O governo dos Estados Unidos confirmou nesta quarta-feira (15) a aplicação de uma tarifa adicional de 25% sobre produtos brasileiros exportados ao país. A medida, anunciada pelo Escritório do Representante de Comércio dos EUA (USTR), começa a valer a partir de 22 de julho.
A decisão é resultado de uma investigação comercial baseada na Seção 301 da Lei de Comércio de 1974, mecanismo utilizado pelos Estados Unidos para apurar possíveis barreiras comerciais em outros países.
Segundo o governo do presidente Donald Trump, o Brasil adotaria práticas consideradas prejudiciais aos interesses americanos, citando temas como o PIX, o mercado de etanol, desmatamento ilegal, regulação de plataformas digitais e pirataria.
Apesar da nova tarifa, produtos importantes da pauta de exportação brasileira ficaram de fora da cobrança, incluindo petróleo, café, carne bovina, aeronaves e celulose.

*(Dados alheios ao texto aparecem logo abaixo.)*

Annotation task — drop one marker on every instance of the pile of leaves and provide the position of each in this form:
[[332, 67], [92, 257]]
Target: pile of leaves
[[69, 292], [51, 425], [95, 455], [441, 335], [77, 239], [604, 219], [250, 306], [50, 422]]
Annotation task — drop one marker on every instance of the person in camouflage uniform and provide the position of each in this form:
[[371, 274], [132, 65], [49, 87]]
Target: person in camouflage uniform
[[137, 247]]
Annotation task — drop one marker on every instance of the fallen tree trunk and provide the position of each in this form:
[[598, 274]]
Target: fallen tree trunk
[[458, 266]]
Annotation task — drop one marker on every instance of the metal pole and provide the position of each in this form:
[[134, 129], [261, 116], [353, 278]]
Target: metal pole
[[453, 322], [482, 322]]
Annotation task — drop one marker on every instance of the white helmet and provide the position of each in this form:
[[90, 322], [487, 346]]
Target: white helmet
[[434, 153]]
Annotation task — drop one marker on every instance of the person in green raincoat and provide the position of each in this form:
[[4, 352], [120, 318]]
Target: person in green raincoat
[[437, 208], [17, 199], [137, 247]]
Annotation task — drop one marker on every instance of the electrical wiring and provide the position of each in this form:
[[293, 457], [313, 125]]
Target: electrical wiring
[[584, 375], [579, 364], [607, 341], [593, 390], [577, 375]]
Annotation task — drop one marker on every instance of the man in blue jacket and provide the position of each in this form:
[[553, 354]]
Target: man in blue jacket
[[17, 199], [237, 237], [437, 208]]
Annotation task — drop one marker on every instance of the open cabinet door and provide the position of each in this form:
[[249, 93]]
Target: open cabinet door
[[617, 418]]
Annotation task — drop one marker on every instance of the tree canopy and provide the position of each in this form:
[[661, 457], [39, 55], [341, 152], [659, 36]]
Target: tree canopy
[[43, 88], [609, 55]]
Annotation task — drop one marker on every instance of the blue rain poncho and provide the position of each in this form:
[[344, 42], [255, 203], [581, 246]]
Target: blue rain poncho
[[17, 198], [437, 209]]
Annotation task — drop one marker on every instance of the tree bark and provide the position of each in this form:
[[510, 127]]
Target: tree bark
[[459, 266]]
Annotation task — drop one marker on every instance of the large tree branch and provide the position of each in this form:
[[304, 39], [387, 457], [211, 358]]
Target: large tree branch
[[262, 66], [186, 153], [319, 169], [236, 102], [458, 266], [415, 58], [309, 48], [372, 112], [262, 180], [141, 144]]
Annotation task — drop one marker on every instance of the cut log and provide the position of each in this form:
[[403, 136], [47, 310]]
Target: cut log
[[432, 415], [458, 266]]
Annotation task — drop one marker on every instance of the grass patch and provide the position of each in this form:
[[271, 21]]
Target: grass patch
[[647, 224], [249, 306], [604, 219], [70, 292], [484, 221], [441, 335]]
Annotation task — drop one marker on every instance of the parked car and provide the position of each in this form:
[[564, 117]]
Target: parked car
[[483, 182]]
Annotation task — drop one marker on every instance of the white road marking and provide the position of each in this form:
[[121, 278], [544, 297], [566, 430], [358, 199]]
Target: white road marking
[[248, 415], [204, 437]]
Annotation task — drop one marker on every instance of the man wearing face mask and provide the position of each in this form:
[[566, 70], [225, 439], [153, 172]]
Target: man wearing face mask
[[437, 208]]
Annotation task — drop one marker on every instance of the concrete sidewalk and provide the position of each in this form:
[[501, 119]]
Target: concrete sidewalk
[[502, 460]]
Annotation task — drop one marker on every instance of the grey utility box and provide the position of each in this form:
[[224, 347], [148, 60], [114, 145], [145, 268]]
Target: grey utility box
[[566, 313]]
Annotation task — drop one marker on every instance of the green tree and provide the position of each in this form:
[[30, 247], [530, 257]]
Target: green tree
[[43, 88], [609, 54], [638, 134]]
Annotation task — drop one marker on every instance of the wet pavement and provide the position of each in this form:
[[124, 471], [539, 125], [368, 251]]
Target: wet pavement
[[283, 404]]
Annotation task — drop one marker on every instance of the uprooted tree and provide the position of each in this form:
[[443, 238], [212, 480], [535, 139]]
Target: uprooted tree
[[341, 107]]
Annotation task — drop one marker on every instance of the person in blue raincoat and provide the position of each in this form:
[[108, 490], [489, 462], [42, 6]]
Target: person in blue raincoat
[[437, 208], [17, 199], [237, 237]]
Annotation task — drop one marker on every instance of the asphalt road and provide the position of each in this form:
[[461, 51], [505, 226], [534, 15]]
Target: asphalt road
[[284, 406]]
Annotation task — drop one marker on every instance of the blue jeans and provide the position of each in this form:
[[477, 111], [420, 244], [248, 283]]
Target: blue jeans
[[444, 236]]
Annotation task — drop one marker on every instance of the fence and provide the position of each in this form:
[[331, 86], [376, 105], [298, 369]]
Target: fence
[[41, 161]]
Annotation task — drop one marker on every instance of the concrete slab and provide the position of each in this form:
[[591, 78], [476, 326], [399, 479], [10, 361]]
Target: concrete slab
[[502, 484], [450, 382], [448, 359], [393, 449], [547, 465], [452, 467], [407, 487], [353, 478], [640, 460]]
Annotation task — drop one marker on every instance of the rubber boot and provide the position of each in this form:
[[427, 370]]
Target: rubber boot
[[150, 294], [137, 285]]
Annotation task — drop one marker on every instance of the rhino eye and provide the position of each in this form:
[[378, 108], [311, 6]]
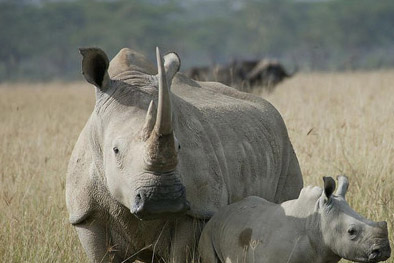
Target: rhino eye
[[116, 150], [352, 232]]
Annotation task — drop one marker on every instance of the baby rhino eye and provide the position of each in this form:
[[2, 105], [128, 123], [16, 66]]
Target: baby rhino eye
[[116, 150]]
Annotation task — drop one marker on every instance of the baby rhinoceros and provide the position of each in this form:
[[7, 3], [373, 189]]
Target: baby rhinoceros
[[317, 227]]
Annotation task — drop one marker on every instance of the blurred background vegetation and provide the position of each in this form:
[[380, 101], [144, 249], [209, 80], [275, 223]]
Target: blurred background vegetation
[[39, 40]]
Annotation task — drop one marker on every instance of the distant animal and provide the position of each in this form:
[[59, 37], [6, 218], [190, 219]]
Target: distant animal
[[244, 75], [267, 73], [152, 163], [232, 74], [318, 227]]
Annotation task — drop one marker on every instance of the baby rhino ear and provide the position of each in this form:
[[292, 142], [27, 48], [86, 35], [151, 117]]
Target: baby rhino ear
[[94, 67], [329, 187]]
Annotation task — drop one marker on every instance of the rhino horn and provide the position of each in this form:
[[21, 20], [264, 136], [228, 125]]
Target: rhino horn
[[161, 155], [163, 121]]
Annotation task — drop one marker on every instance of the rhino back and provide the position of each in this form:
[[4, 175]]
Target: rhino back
[[233, 144]]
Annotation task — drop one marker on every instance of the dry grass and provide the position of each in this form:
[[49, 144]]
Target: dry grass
[[338, 123]]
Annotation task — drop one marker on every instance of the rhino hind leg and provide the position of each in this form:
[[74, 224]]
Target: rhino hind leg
[[206, 248], [293, 183]]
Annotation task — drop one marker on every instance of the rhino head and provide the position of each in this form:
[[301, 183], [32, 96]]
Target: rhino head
[[133, 139], [348, 234]]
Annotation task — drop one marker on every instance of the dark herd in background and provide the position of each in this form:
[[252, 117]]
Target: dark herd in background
[[243, 74]]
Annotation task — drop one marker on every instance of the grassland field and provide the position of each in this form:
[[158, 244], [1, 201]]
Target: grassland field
[[338, 123]]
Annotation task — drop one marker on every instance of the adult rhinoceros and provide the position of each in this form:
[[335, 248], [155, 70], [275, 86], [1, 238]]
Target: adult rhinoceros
[[147, 152]]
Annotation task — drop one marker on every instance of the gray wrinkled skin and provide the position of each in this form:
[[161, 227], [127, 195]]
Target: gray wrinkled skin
[[317, 227], [215, 147]]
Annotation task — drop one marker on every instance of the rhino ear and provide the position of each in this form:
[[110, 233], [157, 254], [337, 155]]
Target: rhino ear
[[329, 187], [172, 64], [94, 67], [343, 185]]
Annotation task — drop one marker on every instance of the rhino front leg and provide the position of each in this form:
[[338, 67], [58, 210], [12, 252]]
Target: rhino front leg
[[185, 240], [95, 239]]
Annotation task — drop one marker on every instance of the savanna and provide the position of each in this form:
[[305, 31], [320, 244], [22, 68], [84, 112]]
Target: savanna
[[339, 123]]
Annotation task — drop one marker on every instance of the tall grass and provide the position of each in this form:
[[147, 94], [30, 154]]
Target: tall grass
[[338, 123]]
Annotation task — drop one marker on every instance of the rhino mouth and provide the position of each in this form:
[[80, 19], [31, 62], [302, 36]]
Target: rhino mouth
[[165, 198]]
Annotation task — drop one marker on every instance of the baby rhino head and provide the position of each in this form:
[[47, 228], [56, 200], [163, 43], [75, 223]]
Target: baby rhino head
[[348, 234]]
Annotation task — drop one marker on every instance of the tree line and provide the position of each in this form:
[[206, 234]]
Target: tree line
[[40, 41]]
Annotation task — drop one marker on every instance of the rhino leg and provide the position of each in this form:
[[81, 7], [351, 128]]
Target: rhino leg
[[206, 247], [94, 237], [185, 240], [293, 183]]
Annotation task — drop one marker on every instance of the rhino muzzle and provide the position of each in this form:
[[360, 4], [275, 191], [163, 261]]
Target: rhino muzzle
[[165, 198]]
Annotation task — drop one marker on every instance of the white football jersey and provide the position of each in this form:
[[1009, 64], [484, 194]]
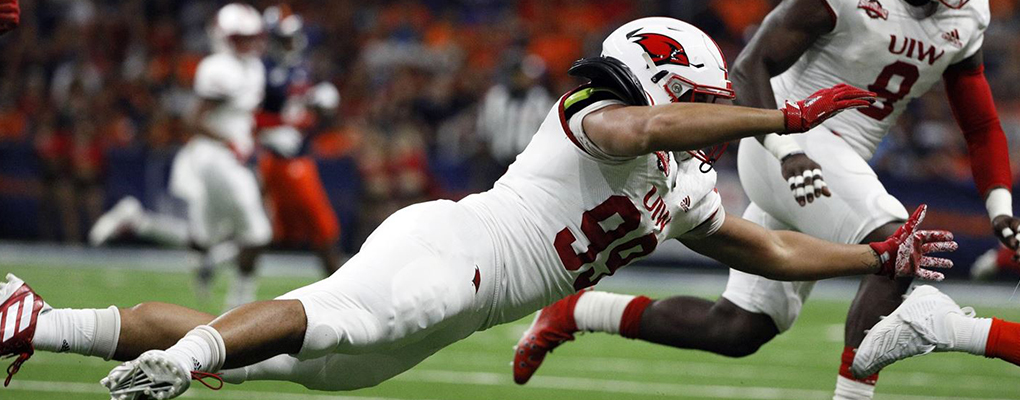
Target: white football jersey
[[240, 83], [566, 214], [885, 47]]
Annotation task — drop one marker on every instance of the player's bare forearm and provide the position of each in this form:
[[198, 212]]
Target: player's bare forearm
[[636, 131], [783, 255], [196, 120], [783, 37]]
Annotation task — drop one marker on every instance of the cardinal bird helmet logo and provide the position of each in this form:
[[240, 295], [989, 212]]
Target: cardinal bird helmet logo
[[663, 49]]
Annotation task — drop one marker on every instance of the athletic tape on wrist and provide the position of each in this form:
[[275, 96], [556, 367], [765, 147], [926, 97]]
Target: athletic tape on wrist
[[999, 202], [216, 345], [780, 146]]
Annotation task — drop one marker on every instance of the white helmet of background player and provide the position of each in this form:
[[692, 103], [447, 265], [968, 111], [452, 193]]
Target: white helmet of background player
[[287, 32], [233, 22], [659, 60]]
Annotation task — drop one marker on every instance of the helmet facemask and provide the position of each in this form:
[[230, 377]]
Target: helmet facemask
[[680, 90]]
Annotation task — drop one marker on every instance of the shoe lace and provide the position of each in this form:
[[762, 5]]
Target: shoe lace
[[201, 377], [15, 366]]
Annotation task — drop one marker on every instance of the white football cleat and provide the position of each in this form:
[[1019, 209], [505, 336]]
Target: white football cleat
[[917, 327], [19, 309], [122, 217], [984, 267], [154, 375]]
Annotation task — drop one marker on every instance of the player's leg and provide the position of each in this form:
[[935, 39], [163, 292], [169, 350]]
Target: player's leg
[[928, 320], [750, 313], [422, 295], [993, 260], [29, 323], [876, 297], [325, 227], [234, 191], [129, 216]]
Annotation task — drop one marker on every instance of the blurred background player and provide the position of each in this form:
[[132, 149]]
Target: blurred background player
[[891, 49], [296, 200], [999, 258], [10, 15], [211, 171]]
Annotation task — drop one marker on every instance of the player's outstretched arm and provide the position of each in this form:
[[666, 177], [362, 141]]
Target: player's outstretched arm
[[784, 255], [10, 15], [974, 109], [783, 37], [633, 131]]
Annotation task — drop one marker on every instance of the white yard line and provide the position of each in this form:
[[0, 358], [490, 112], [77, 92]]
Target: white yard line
[[641, 388], [446, 377], [608, 366], [201, 393]]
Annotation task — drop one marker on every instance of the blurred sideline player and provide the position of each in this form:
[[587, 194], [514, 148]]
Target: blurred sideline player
[[606, 179], [297, 202], [10, 15], [898, 49], [210, 171]]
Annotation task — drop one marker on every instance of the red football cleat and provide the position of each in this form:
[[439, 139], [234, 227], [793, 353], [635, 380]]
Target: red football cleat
[[19, 307], [551, 328]]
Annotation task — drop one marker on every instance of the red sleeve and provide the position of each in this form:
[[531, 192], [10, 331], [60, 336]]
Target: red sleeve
[[970, 99]]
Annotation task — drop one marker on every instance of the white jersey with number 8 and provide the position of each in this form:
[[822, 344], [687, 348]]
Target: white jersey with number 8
[[886, 48]]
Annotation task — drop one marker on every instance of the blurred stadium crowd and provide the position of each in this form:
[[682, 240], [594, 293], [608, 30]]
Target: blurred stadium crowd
[[437, 98]]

O governo brasileiro afirma que as acusações não comprovam práticas desleais e avalia que a medida tem caráter político. Brasília informou que seguirá negociando com Washington e poderá analisar a adoção de medidas de resposta previstas na legislação brasileira.
Em paralelo, os Estados Unidos também avaliam uma possível tarifa adicional de 12,5% relacionada a produtos fabricados com trabalho forçado, o que poderia elevar a sobretaxa total para até 37,5% em alguns casos.
A decisão preocupa setores da economia brasileira, especialmente exportadores que dependem do mercado americano, embora entidades empresariais dos dois países tenham alertado que a medida também pode aumentar custos para empresas e consumidores dos Estados Unidos.